Джоунси, Бив и Пит послушно клянутся Богом. Гренадо на долгое, бесконечно долгое мгновение задумывается и пожимает плечами.

— Так и быть, хрен с ним, мы уходим.

— Как только они подойдут, беги за дом, — поспешно шепчет Генри Питу, потому что взрослые парни уже двинулись со двора. Но Гренадо по-прежнему крепко держит Скотти за руку, и, по мнению Генри, это добрый знак.

— Подумаешь, не стоит время тратить, — небрежно бросает Ричи, и Генри так и подмывает рассмеяться, но он усилием воли сохраняет бесстрастный вид. Не хватает еще хихикнуть в такой момент, когда все улажено. Та же часть его души бунтует от ненависти, но остальная — дрожит от облегчения.

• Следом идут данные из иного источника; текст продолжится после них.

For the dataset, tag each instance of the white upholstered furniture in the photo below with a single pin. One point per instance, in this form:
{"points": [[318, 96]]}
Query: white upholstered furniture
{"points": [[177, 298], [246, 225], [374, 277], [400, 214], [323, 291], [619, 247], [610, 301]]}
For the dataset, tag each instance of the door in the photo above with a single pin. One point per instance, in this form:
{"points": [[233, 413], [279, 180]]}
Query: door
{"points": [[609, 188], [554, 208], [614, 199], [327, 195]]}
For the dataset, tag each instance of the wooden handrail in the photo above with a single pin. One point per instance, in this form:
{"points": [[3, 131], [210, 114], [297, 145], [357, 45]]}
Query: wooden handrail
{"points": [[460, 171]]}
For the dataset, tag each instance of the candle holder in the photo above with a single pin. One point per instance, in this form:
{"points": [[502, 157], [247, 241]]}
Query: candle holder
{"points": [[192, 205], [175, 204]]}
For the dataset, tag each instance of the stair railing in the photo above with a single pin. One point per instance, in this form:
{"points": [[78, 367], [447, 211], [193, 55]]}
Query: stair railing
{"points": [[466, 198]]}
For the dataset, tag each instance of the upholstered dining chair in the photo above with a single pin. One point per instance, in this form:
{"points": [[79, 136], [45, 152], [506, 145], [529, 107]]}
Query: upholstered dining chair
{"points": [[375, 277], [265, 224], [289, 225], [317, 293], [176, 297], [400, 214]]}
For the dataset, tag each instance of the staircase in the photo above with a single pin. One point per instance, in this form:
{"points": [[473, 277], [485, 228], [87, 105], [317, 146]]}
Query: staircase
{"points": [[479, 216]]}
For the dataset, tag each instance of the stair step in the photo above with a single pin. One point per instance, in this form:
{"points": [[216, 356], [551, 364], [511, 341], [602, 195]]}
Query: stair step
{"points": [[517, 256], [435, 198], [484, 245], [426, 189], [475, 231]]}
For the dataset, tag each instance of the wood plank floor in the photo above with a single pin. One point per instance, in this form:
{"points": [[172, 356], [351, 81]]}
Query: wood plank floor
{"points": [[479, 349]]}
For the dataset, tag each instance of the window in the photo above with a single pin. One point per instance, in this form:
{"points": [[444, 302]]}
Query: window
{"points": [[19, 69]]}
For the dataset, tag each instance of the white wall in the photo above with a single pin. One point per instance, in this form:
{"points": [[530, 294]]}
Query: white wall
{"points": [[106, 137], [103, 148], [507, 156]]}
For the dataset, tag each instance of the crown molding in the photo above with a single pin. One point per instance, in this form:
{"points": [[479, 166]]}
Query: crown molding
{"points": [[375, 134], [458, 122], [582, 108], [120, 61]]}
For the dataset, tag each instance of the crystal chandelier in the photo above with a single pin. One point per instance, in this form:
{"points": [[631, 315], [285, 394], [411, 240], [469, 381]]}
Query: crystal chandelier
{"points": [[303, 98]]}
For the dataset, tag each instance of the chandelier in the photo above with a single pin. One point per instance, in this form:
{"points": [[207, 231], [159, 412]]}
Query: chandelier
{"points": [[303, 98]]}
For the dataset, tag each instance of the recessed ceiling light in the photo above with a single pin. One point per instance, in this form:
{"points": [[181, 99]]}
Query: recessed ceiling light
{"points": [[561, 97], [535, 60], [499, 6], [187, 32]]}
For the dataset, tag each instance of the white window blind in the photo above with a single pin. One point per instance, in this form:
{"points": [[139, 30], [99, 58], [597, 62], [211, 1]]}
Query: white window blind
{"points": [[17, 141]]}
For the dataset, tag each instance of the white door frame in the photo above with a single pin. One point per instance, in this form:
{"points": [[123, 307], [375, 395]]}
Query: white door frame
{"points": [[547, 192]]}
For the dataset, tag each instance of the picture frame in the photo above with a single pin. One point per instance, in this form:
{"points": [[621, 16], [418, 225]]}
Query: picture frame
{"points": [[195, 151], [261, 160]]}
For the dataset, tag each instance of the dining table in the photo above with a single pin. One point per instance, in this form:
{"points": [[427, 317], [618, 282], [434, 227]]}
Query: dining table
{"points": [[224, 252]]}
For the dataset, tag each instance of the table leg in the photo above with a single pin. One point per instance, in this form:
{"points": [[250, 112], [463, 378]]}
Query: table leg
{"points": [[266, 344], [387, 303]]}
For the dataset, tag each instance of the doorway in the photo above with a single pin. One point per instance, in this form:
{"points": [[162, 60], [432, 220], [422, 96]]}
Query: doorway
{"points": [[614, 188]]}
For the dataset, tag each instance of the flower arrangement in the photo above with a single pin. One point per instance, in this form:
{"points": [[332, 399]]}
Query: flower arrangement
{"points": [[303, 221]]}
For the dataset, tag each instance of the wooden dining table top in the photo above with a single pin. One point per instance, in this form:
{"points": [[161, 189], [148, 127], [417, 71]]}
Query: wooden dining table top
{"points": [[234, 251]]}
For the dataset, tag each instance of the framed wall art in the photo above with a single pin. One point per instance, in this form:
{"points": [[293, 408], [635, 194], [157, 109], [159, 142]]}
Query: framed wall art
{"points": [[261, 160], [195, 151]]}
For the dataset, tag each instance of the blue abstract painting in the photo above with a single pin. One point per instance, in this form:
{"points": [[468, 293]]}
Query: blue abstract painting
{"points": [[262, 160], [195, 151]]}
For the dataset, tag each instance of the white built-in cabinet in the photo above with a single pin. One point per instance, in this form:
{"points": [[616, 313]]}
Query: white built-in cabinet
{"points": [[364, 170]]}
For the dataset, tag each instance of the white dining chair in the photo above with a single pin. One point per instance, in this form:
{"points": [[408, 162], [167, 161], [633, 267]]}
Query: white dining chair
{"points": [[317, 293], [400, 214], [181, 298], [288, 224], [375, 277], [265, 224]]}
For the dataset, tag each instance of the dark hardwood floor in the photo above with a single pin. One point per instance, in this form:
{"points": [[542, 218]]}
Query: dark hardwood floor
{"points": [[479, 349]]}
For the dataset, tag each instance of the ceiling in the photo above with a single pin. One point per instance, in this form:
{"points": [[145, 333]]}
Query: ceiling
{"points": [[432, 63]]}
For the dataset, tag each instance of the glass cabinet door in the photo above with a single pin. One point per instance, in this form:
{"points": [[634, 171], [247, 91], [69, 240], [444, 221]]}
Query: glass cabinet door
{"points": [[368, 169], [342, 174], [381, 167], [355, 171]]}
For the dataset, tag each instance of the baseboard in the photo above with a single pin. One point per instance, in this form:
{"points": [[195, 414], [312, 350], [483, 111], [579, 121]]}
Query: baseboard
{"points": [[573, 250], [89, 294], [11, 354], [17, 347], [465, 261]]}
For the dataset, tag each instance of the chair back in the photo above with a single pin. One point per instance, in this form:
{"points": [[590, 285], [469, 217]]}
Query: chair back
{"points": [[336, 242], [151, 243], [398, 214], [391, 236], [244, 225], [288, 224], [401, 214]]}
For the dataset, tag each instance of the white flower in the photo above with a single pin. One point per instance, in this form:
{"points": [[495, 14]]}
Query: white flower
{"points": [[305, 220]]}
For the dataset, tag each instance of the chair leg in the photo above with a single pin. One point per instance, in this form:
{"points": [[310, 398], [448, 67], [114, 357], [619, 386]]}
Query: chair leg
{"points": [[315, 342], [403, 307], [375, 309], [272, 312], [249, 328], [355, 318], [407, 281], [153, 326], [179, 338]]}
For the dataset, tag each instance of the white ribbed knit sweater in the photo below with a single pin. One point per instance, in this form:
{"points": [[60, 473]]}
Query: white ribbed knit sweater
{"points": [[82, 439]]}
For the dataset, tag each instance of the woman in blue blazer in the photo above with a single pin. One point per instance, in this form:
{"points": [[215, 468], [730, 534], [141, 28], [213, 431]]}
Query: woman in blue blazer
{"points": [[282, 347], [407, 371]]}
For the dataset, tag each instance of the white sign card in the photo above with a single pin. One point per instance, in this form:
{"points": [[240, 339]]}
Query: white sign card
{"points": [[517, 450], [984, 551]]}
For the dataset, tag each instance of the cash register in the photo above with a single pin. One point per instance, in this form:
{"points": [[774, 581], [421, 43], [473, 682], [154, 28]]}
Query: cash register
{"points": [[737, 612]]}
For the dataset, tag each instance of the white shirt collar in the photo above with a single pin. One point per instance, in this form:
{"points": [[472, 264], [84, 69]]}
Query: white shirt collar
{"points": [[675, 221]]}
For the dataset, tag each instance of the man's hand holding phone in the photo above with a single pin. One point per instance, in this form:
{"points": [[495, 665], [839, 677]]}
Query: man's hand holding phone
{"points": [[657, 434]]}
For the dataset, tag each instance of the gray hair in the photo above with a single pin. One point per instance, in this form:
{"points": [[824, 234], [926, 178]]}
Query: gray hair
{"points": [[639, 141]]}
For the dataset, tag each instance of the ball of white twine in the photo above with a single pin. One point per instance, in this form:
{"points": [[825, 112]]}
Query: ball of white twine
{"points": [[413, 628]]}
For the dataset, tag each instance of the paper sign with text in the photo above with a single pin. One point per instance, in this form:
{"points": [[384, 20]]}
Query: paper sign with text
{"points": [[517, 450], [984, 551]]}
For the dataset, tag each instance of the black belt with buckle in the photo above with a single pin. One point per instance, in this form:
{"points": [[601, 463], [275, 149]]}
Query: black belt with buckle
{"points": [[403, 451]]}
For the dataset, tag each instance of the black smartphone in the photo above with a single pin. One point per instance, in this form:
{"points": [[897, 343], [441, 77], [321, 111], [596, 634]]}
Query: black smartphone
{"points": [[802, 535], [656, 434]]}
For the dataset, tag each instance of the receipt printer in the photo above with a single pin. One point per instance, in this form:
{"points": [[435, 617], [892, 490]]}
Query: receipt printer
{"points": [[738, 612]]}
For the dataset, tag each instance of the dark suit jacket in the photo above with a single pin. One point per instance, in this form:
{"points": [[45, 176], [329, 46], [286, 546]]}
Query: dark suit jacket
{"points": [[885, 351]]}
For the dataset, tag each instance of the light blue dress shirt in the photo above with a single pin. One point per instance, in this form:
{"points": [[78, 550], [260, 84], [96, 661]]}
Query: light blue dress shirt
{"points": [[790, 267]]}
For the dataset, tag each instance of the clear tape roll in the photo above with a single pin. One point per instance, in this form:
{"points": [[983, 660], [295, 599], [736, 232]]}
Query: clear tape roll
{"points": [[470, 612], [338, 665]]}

— Да что это вам взбрело? — вдруг спрашивает Ричи. — Подумаешь, большое дело.

У Генри язык чешется, в свою очередь, поинтересоваться, как сам Ричи способен на такое, и это не риторический вопрос. Этот плач! Господи! Но он молчит, зная, что все сказанное им только подстегнет оглоеда, и все начнется сначала.

И тут начинается нечто вроде танца, который суждено выучить всякому, кто учится в первом и втором классах. Едва Ричи, Дункан и Скотт ступают на дорожку (небрежно, вперевалочку, стараясь показать, что им самим надоело стоять тут, что уходят по собственной воле, а не бегут от банды малолетних наглецов), Генри и его друзья сначала поворачиваются к ним лицами, потом вытягиваются в линию и отступают к рыдающему, все еще стоящему на коленях мальчишке, отсекая его от троицы.

На углу здания Ричи останавливается и оборачивается к приятелям.

— Ничего, еще встретимся, — говорит он. — Один на один или со всеми вместе.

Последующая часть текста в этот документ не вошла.